Efek samping yang dapat ditimbulkan seperti; hipotensi,
hiponatremia, hipokalemia, hipokalsemia, hiperurisemia,
ototoksisitas, hiperglisemia, serta meningkatkan LDL kolesterol.
Menurut farmakope Indonesia Farmakokinetik obat Diuretik kuat
terutama bekerja dengan cara menghambat reabsorbsi elektrolit
Na+/K+/2Cl- di ansa Henle asendens bagian epitel tebal tempat
kerjanya dipermukaan sel epitel bagian luminal (yang
menghadap ke lumen tubuli).
b. Atropin Sulfate
Dalam sediaan tetes mata, merupakan siklopegik kuat dan
juga bersifat midriatik. Efek maksimal dicapai dalam waktu 30-40
menit. Bila terjadi kelumpuhan otot akomodasi maka akan
normal kembali 2 minggu setelah obat dihentikan.
c. Adrenalin (Epinefrin)
Merupakan prototipe obat adrenergik. Epinefrin bekerja pada
semua reseptor adrenergik a1, a2, b1, dan b2. Pada umumnya
pemberian epinefrin menimbulkan efek mirip stimulasi saraf
adrenergik.
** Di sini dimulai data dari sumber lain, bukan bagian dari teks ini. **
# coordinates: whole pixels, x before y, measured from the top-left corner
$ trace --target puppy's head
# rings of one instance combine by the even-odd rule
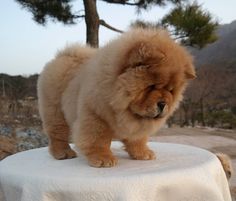
[[[136,118],[168,117],[188,80],[195,77],[192,58],[163,30],[133,30],[127,35],[112,104]]]

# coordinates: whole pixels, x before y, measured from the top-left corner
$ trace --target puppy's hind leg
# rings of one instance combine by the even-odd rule
[[[54,158],[62,160],[76,157],[75,151],[69,145],[69,126],[59,108],[47,107],[43,116],[44,130],[49,137],[49,151]]]
[[[154,160],[155,153],[147,146],[147,137],[144,136],[140,139],[126,139],[123,140],[125,150],[129,153],[130,157],[135,160]]]

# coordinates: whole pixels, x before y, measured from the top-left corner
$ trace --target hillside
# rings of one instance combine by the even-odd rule
[[[217,35],[219,39],[215,43],[202,50],[191,50],[196,66],[229,67],[236,71],[236,20],[219,26]]]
Terdapat beberapa perbedaan karena
neurotransmitter pada saraf adrenergik adalah norepinefrin.
Efek paling menonjol adalah efek terhadap jantung, otot polos
pembuluh darah, dan otot polos lain. Secara farmakodinamik,
epinefrin adalah sama persis apabila saraf simpatis dirangsang.
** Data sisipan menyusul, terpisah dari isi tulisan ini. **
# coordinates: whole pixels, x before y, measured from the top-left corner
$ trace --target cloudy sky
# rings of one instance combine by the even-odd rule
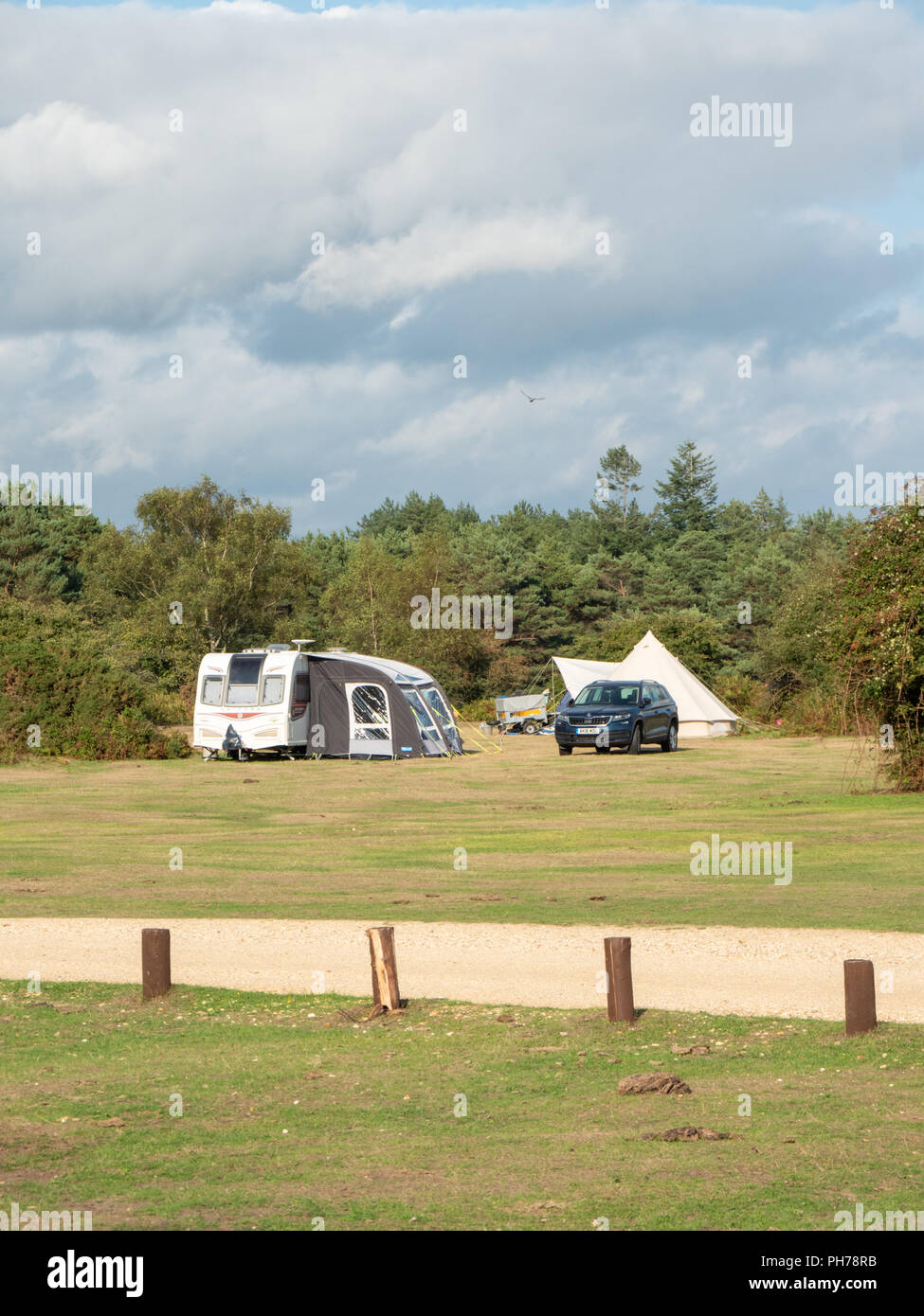
[[[921,68],[924,0],[0,3],[0,470],[303,532],[587,505],[613,443],[645,507],[687,438],[797,511],[924,468]]]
Epinefrin meningkatkan kontraktilitas dan laju jantung, serta
menimbulkan vasokontriksi. Dengan demikian epinefrin
meningkatkan tekanan darah. Pada paru-paru epinefrin
menimbulkan bronkorelaksasi dan pada usus menurunkan
peristaltik. Efek metabolik epinefrin adalah meningkatkan gula
darah dan asam lemak bebas. Sedangkan secara farmakokinetik,
epinefrin dapat dirusak oleh COMT dan MAO yang banya terdapat
pada dinding usus sehingga obat ini tidak dapat diberikan secara
P.O. Epinefrin dimetabolisme di hati yang kemudian hasil
metabolismenya dikeluarkan melalui urin.
d. Pilokarpin
Obat ini banyak digunakan sebagai obat tetes mata untuk
menurunkan tekanan intraokular pada glaukoma. Pilokarpin
0.2%-4% merupakan obat golongan agonis kolinergik kerja
langsung pada reseptor muskarinik M3. Pilocarpine tetes mata
merupakan obat agonis kolinergik yang bekerja langsung untuk
mempengaruhi otot pada mata sehingga meningkatkan aliran
dari cairan dalam bola mata. Cara kerja ini bisa menurunkan
tekanan dalam bola mata. Selain itu, obat ini juga bisa
mengecilkan ukuran pupil.

5. Rute Pemberian Obat yang Digunakan


a. Per Oral
Merupakan cara pemberian obat yang paling umum dilakukan
karena mudah, aman, dan murah. Kerugiannya adalah banyak
faktor yang dapat mempengaruhi bioavailabilitasnya, obat dapat
mengiritasi saluran cerna, dan perlu kerjasama dengan penderita
(tidak dapat diberikan pada pasien koma).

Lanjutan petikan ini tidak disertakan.